Si notaste algo diferente al explorarte, o simplemente quieres aprender a hacerlo correctamente, escríbeme por WhatsApp o agenda tu consulta en drpedromadero.com. Dos minutos de autoexploración al mes pueden ser la diferencia entre un tratamiento sencillo y uno mucho más complicado.
Preguntas frecuentes sobre cáncer de testículo
¿Perder un testículo afecta la fertilidad o la testosterona? Un solo testículo sano generalmente es suficiente para mantener niveles normales de testosterona y fertilidad, aunque cada caso se evalúa individualmente.
¿Cada cuánto debo hacer la autoexploración? Una vez al mes es suficiente para notar cambios a tiempo, idealmente el mismo día de cada mes para crear el hábito.
¿El varicocele es lo mismo que un tumor? No. El varicocele es una dilatación de las venas del escroto, benigna y muy común, que se siente distinto a un tumor sólido —más como una «bolsa de gusanos» que un bulto firme. Aun así, cualquier duda merece evaluación.
¿Hay riesgo de que aparezca en el otro testículo? Existe un riesgo ligeramente mayor comparado con la población general, por lo que a estos pacientes les doy seguimiento más cercano a largo plazo.
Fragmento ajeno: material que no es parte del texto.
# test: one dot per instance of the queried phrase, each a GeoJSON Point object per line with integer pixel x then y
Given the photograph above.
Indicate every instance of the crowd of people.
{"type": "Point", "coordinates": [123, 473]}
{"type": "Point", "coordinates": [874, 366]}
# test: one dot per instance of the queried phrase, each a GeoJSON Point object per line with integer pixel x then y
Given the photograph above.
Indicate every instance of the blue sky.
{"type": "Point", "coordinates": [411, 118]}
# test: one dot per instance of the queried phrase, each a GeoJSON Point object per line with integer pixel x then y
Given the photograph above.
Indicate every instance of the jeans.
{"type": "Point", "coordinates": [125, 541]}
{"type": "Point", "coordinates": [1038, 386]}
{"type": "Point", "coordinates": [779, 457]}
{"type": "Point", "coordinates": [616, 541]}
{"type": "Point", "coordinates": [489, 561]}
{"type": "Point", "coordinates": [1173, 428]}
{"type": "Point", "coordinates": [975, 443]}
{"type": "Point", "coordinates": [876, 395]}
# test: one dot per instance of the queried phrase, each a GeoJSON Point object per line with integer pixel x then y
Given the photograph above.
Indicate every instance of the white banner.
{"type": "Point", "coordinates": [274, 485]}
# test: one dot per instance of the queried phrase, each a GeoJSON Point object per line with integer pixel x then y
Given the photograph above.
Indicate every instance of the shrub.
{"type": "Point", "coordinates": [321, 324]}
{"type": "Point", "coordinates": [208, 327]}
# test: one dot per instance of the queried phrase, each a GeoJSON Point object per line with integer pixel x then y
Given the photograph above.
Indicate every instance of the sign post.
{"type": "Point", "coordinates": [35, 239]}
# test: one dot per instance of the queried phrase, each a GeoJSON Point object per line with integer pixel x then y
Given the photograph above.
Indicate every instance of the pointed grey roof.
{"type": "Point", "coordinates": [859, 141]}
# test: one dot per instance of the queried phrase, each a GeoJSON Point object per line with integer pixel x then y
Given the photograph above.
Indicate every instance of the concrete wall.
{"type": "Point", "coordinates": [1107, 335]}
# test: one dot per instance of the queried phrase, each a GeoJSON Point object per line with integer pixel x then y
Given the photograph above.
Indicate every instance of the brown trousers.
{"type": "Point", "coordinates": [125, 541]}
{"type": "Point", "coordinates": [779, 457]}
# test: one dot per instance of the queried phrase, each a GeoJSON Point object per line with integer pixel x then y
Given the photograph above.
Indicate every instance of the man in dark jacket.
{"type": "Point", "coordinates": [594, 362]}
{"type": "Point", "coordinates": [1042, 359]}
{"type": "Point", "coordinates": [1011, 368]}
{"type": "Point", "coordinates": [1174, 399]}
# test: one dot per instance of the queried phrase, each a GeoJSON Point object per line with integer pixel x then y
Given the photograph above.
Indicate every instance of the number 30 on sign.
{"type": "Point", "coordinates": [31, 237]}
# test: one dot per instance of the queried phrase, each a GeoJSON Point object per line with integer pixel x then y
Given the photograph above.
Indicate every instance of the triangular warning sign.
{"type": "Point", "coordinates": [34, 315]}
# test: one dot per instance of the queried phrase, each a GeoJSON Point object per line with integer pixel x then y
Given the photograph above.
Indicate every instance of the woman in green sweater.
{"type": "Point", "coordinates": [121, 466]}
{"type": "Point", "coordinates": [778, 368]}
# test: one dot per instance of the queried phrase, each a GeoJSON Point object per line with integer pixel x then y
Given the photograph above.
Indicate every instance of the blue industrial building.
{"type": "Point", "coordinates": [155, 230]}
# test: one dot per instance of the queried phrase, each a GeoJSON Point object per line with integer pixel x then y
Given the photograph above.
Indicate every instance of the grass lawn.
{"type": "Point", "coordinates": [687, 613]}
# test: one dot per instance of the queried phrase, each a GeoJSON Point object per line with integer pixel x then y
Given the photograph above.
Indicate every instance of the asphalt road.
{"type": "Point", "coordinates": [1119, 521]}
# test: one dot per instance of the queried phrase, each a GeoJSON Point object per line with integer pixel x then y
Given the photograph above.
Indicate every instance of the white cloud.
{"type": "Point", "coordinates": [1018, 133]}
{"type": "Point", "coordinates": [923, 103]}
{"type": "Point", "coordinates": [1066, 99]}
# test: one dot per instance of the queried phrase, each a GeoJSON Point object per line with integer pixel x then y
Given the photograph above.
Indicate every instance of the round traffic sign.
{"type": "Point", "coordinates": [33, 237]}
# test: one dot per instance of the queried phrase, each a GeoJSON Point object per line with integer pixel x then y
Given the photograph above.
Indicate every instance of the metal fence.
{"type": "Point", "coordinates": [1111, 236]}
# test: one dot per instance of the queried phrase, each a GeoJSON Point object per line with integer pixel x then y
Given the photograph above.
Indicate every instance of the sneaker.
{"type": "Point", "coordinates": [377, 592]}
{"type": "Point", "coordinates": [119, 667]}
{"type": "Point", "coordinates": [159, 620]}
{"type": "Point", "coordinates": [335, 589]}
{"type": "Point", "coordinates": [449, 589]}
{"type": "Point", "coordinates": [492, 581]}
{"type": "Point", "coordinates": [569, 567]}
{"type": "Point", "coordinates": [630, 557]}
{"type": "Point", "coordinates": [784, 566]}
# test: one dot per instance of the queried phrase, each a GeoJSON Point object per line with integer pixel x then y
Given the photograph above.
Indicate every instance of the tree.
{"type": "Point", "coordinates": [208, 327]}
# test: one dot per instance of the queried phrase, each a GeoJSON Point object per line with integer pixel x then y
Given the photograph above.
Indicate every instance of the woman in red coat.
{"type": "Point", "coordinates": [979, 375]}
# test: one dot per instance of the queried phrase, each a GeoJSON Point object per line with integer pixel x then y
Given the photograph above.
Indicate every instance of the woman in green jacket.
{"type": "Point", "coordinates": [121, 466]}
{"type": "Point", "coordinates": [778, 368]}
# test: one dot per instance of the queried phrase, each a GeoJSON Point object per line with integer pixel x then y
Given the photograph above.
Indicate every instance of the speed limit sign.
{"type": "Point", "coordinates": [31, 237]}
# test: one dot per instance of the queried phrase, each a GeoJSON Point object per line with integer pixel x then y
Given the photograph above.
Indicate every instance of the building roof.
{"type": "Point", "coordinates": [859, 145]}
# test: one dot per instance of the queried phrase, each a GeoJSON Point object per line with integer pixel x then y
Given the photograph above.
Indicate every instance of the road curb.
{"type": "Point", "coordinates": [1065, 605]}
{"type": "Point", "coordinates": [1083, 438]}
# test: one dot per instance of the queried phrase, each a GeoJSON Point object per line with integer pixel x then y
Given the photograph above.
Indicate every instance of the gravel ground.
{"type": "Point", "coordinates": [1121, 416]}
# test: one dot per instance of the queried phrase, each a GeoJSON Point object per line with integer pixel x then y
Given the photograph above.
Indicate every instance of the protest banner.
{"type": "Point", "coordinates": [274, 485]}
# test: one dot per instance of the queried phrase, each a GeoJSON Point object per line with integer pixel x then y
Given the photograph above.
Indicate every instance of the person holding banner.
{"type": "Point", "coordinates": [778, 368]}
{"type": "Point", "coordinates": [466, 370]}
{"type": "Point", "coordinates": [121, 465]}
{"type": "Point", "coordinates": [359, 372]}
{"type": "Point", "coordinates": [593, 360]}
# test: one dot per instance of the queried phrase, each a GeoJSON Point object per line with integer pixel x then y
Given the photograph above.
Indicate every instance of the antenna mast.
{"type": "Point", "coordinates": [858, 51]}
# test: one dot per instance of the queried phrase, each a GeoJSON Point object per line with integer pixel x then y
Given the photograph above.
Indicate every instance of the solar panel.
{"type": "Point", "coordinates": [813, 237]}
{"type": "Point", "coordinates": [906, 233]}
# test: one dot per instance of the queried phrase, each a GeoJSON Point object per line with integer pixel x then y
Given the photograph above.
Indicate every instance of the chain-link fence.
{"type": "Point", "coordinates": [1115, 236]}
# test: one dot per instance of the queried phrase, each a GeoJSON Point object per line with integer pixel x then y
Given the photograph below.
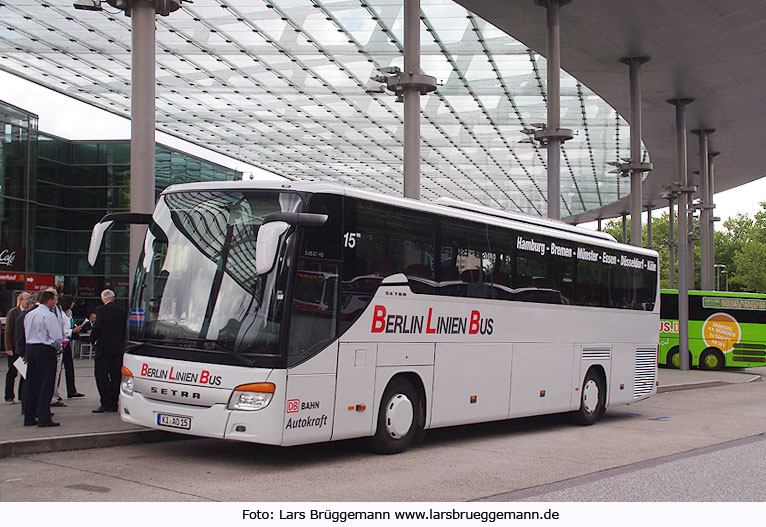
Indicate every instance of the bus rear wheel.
{"type": "Point", "coordinates": [674, 359]}
{"type": "Point", "coordinates": [399, 418]}
{"type": "Point", "coordinates": [592, 399]}
{"type": "Point", "coordinates": [712, 359]}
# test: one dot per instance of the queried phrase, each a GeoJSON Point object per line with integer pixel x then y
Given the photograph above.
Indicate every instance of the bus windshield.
{"type": "Point", "coordinates": [196, 285]}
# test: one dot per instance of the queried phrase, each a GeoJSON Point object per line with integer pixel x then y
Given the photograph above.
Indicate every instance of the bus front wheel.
{"type": "Point", "coordinates": [712, 359]}
{"type": "Point", "coordinates": [398, 418]}
{"type": "Point", "coordinates": [592, 399]}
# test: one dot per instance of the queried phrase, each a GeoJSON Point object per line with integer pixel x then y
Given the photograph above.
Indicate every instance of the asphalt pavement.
{"type": "Point", "coordinates": [81, 429]}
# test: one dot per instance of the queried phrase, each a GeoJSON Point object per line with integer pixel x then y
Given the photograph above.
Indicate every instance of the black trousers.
{"type": "Point", "coordinates": [10, 378]}
{"type": "Point", "coordinates": [41, 374]}
{"type": "Point", "coordinates": [68, 366]}
{"type": "Point", "coordinates": [108, 372]}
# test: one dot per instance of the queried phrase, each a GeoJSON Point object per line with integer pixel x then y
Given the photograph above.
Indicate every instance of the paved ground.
{"type": "Point", "coordinates": [82, 429]}
{"type": "Point", "coordinates": [707, 441]}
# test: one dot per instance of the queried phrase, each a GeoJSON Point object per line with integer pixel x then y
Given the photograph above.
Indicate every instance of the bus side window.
{"type": "Point", "coordinates": [381, 240]}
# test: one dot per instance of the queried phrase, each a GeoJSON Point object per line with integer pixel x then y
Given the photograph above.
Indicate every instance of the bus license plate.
{"type": "Point", "coordinates": [174, 421]}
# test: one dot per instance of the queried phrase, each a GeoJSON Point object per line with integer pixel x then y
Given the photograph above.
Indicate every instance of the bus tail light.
{"type": "Point", "coordinates": [127, 381]}
{"type": "Point", "coordinates": [250, 397]}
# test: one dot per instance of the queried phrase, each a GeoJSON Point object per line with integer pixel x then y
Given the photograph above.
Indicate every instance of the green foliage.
{"type": "Point", "coordinates": [741, 247]}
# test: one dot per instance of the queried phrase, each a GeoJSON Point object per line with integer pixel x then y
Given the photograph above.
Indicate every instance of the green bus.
{"type": "Point", "coordinates": [725, 329]}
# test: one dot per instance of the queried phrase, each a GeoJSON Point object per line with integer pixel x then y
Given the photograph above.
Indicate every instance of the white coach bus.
{"type": "Point", "coordinates": [293, 313]}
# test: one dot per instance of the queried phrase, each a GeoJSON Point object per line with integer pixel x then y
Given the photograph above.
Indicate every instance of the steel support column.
{"type": "Point", "coordinates": [672, 241]}
{"type": "Point", "coordinates": [624, 228]}
{"type": "Point", "coordinates": [706, 215]}
{"type": "Point", "coordinates": [635, 166]}
{"type": "Point", "coordinates": [683, 233]}
{"type": "Point", "coordinates": [711, 194]}
{"type": "Point", "coordinates": [412, 100]}
{"type": "Point", "coordinates": [649, 227]}
{"type": "Point", "coordinates": [553, 135]}
{"type": "Point", "coordinates": [142, 125]}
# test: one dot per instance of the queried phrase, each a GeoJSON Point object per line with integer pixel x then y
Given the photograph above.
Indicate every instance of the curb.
{"type": "Point", "coordinates": [84, 441]}
{"type": "Point", "coordinates": [703, 384]}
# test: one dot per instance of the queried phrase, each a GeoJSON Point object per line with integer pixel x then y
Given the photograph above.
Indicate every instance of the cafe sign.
{"type": "Point", "coordinates": [12, 258]}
El seguimiento después del tratamiento
Si el diagnóstico confirma cáncer de testículo, el tratamiento no termina con la cirugía o la quimioterapia. El seguimiento a largo plazo —con estudios de imagen y marcadores tumorales periódicos durante varios años— es una parte esencial del proceso, precisamente porque las tasas de curación tan altas dependen de detectar cualquier recurrencia a tiempo también.
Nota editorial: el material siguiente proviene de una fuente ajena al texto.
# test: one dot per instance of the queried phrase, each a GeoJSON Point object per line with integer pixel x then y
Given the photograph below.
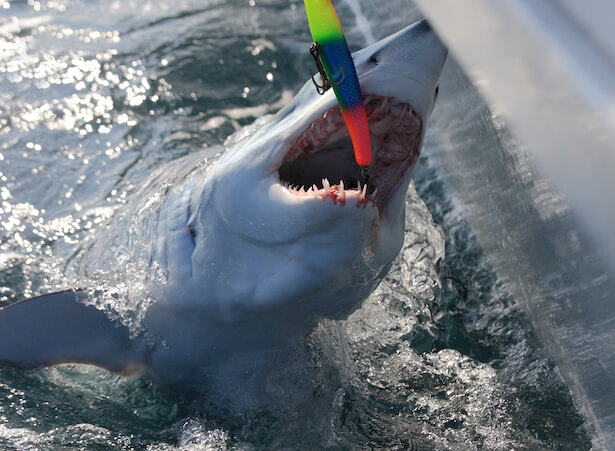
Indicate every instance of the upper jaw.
{"type": "Point", "coordinates": [319, 162]}
{"type": "Point", "coordinates": [398, 77]}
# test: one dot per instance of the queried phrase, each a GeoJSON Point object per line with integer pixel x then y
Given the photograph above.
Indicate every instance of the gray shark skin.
{"type": "Point", "coordinates": [233, 254]}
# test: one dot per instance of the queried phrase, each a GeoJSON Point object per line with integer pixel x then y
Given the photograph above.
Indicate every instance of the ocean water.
{"type": "Point", "coordinates": [97, 94]}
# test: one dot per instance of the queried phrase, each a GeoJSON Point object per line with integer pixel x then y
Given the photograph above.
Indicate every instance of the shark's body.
{"type": "Point", "coordinates": [238, 259]}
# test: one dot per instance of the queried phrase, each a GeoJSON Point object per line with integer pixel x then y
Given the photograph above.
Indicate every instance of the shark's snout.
{"type": "Point", "coordinates": [399, 77]}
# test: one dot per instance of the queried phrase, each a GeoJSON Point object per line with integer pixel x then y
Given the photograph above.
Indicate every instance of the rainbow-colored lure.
{"type": "Point", "coordinates": [331, 53]}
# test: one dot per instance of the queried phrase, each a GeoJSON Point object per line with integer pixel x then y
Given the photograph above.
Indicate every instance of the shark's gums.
{"type": "Point", "coordinates": [229, 257]}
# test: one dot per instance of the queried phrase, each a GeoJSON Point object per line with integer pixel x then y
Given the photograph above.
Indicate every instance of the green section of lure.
{"type": "Point", "coordinates": [337, 70]}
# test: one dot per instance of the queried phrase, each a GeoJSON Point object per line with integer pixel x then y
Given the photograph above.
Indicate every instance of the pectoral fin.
{"type": "Point", "coordinates": [59, 328]}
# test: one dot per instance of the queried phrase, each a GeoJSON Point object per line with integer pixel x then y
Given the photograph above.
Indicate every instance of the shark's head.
{"type": "Point", "coordinates": [307, 225]}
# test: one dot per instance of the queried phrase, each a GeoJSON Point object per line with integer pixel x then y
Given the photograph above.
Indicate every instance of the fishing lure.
{"type": "Point", "coordinates": [337, 70]}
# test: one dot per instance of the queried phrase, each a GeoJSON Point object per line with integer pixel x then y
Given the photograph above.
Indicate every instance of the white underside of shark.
{"type": "Point", "coordinates": [241, 249]}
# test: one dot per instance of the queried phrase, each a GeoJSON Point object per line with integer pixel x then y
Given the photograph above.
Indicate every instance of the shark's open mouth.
{"type": "Point", "coordinates": [321, 161]}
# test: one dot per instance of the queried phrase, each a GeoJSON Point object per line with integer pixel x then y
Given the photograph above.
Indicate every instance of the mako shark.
{"type": "Point", "coordinates": [247, 246]}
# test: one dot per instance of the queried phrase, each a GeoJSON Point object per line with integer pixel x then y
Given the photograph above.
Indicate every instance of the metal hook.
{"type": "Point", "coordinates": [365, 174]}
{"type": "Point", "coordinates": [326, 83]}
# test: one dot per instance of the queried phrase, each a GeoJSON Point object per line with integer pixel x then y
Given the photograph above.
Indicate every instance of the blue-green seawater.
{"type": "Point", "coordinates": [96, 94]}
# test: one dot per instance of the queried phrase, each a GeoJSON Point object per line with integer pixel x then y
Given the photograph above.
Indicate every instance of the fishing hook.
{"type": "Point", "coordinates": [326, 83]}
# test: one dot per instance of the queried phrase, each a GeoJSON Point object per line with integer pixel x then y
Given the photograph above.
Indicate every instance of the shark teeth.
{"type": "Point", "coordinates": [395, 131]}
{"type": "Point", "coordinates": [337, 193]}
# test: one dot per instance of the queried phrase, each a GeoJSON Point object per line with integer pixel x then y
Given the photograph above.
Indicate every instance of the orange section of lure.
{"type": "Point", "coordinates": [337, 70]}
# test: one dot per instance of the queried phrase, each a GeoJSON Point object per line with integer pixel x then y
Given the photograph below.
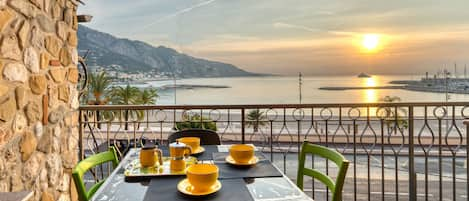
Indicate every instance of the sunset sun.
{"type": "Point", "coordinates": [370, 41]}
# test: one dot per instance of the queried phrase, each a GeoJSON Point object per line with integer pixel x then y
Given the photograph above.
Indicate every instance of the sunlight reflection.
{"type": "Point", "coordinates": [370, 82]}
{"type": "Point", "coordinates": [370, 96]}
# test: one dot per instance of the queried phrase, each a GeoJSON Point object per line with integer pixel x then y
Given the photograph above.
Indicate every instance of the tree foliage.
{"type": "Point", "coordinates": [256, 119]}
{"type": "Point", "coordinates": [195, 121]}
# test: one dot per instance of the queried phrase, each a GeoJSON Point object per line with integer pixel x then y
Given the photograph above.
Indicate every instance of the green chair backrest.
{"type": "Point", "coordinates": [88, 163]}
{"type": "Point", "coordinates": [335, 186]}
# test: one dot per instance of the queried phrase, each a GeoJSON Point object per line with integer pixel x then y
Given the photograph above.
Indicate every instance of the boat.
{"type": "Point", "coordinates": [363, 75]}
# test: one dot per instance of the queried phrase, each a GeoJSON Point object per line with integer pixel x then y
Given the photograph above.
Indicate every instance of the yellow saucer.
{"type": "Point", "coordinates": [230, 160]}
{"type": "Point", "coordinates": [199, 150]}
{"type": "Point", "coordinates": [185, 187]}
Entiendo que recibir este diagnóstico, incluso con buen pronóstico, genera un impacto emocional importante, sobre todo en hombres jóvenes que apenas están construyendo su vida adulta. Hablar abiertamente con tu pareja o tu familia, y apoyarte en el equipo médico para resolver dudas sobre fertilidad futura —incluyendo la opción de congelar esperma antes de iniciar quimioterapia cuando aplica— forma parte del acompañamiento completo que doy a mis pacientes, no solo el procedimiento quirúrgico.
En México, la falta de información sobre autoexploración testicular sigue siendo un factor que retrasa diagnósticos que, detectados a tiempo, tienen pronósticos excelentes. Hablar de esto abiertamente, sin pena, entre amigos o en pareja, es también una forma de prevención. Entre más hombres conozcan esta práctica simple, más diagnósticos tempranos vamos a lograr como comunidad médica.
Si tienes hijos varones adolescentes o jóvenes, vale la pena enseñarles también esta práctica desde temprano. Normalizar la autoexploración testicular como parte de la rutina de higiene, igual que se enseña el autoexamen de mama en mujeres, puede salvar vidas en la siguiente generación de hombres de tu familia.